Harris was arrested on April 20, 2016, on a ten-count indictment charging him with: robbing Albuquerque-area Subway restaurants on Aug. 22, 2015, Sept. 6, 2015, Sept. 8, 2016, Sept. 26, 2015, and Oct. 5, 2015; robbing Albuquerque-area Blake’s Lotaburger restaurants on Oct. 1, 2015, Oct. 5, 2015, Oct. 11, 2015, and Oct. 18, 2015; and brandishing a firearm during a crime of violence from Aug. 22, 2015 through Oct. 18, 2015. According to the indictment, Harris committed the crimes in Bernalillo County, N.M.
On Sept. 12, 2016, Harris pled guilty to Counts 8 and 9 of the indictment, each charging him with violating the Hobbs Act by robbing a business engaged in interstate commerce. He also pled guilty to Count 10, charging him with brandishing a firearm during a crime of violence. In entering the guilty plea, Harris admitted that on Oct. 11, 2015 and Oct. 18, 2015, he robbed Blake’s Lotaburger restaurants at gunpoint. Harris further admitted that when he robbed the Blake’s Lotaburger restaurants and several other restaurants in the Albuquerque-area, he used a firearm.

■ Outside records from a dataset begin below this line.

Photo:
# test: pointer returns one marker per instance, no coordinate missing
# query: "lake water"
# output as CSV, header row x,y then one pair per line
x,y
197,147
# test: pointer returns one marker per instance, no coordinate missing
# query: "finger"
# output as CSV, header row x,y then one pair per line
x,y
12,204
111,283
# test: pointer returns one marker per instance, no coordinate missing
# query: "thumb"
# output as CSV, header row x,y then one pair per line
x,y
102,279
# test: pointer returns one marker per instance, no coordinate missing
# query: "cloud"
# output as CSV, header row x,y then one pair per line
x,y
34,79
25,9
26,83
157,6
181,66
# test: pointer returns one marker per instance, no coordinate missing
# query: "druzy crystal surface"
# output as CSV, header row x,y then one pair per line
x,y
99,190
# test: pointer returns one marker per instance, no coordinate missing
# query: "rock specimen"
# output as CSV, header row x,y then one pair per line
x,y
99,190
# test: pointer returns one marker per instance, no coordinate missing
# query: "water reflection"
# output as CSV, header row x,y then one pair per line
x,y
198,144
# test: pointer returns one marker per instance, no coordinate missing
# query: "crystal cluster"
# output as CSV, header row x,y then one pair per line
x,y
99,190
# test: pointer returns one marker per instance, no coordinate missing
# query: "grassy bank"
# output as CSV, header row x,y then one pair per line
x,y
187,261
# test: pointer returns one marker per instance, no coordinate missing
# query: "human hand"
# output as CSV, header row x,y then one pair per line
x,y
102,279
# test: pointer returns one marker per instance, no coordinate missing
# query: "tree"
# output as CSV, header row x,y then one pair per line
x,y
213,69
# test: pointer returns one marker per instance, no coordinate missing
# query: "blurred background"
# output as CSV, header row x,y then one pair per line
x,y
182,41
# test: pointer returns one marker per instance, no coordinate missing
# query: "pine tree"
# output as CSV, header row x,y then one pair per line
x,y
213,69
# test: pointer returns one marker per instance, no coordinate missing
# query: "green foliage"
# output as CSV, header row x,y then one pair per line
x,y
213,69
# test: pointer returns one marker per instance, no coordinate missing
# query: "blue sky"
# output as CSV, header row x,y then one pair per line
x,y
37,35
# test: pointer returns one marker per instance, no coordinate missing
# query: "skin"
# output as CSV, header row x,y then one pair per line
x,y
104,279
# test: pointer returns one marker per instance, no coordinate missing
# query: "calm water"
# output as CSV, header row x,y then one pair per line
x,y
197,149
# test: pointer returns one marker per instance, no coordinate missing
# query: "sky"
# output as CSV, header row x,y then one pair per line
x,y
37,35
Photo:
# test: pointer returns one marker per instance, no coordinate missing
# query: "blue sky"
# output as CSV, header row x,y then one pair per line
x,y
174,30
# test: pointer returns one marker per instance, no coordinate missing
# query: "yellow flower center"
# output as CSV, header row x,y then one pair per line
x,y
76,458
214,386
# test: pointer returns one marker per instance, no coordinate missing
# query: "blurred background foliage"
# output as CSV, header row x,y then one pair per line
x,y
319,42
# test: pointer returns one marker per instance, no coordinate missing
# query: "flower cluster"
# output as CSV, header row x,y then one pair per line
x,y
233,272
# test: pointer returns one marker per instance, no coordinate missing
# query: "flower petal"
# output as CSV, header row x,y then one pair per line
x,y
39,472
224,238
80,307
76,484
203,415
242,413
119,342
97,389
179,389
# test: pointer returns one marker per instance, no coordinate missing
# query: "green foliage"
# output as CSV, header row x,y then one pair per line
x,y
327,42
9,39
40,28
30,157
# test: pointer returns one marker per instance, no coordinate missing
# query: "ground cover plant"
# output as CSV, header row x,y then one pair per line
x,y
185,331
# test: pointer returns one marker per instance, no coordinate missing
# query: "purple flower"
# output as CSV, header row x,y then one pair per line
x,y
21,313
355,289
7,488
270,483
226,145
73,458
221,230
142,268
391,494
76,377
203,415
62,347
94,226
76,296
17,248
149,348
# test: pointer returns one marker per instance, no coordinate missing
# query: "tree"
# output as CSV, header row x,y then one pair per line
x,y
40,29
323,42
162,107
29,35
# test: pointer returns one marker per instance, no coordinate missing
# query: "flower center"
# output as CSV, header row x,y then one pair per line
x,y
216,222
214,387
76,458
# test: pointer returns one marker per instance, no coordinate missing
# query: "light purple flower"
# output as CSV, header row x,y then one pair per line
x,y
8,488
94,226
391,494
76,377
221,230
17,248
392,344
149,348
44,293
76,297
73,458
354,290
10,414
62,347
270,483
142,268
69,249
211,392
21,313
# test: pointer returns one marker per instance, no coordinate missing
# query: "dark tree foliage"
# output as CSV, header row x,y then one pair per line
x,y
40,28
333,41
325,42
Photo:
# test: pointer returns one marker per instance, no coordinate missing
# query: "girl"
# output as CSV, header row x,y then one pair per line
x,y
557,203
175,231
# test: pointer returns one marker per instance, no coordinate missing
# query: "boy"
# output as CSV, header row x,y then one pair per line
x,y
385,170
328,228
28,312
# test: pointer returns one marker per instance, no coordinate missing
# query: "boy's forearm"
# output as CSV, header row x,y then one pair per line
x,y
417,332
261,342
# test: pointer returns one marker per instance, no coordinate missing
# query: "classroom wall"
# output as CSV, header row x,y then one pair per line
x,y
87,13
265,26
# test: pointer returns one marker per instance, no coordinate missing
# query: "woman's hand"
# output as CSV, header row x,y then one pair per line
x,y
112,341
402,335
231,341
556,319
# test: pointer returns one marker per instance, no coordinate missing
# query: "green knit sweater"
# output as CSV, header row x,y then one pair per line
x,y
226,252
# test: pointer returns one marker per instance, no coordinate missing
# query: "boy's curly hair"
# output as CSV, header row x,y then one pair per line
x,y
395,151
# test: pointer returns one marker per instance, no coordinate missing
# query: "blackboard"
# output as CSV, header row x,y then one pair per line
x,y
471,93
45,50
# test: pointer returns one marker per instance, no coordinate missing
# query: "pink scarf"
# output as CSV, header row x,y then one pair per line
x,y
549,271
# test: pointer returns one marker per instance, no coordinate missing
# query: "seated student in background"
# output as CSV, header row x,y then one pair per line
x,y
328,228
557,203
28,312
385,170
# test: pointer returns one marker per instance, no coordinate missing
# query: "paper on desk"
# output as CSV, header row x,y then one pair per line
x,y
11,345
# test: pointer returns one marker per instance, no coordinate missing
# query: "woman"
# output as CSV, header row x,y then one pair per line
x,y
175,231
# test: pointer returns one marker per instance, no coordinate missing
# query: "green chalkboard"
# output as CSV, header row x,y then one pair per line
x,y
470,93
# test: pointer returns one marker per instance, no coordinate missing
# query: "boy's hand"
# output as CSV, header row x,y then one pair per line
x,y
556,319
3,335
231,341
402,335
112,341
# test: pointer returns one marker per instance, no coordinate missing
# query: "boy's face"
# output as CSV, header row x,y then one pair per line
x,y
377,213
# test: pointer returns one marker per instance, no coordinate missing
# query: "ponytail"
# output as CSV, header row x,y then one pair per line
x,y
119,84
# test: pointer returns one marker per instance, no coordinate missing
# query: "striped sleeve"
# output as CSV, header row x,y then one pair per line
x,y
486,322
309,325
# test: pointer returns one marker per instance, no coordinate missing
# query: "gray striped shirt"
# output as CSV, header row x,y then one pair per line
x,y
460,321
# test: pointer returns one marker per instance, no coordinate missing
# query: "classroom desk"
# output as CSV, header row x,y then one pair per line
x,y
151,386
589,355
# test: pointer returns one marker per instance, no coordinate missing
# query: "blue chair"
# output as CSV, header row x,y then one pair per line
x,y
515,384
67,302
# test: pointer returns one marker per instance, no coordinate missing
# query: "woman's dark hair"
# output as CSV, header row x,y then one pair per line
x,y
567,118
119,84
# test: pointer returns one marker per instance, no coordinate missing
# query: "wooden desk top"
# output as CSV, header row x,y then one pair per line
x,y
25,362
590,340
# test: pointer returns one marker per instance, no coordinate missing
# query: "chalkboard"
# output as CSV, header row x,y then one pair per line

This case was investigated by the Albuquerque office of the FBI and the Albuquerque Police Department. Assistant U.S. Attorney Samuel A. Hurtado prosecuted this case under a federal anti-violence initiative that targets “the worst of the worst” offenders for federal prosecution. Under this initiative, the U.S. Attorney’s Office and federal law enforcement agencies work with New Mexico’s District Attorneys and state, local and tribal law enforcement agencies to target violent or repeat offenders primarily based on their prior criminal convictions for federal prosecution with the goal of removing repeat offenders from communities in New Mexico for as long as possible.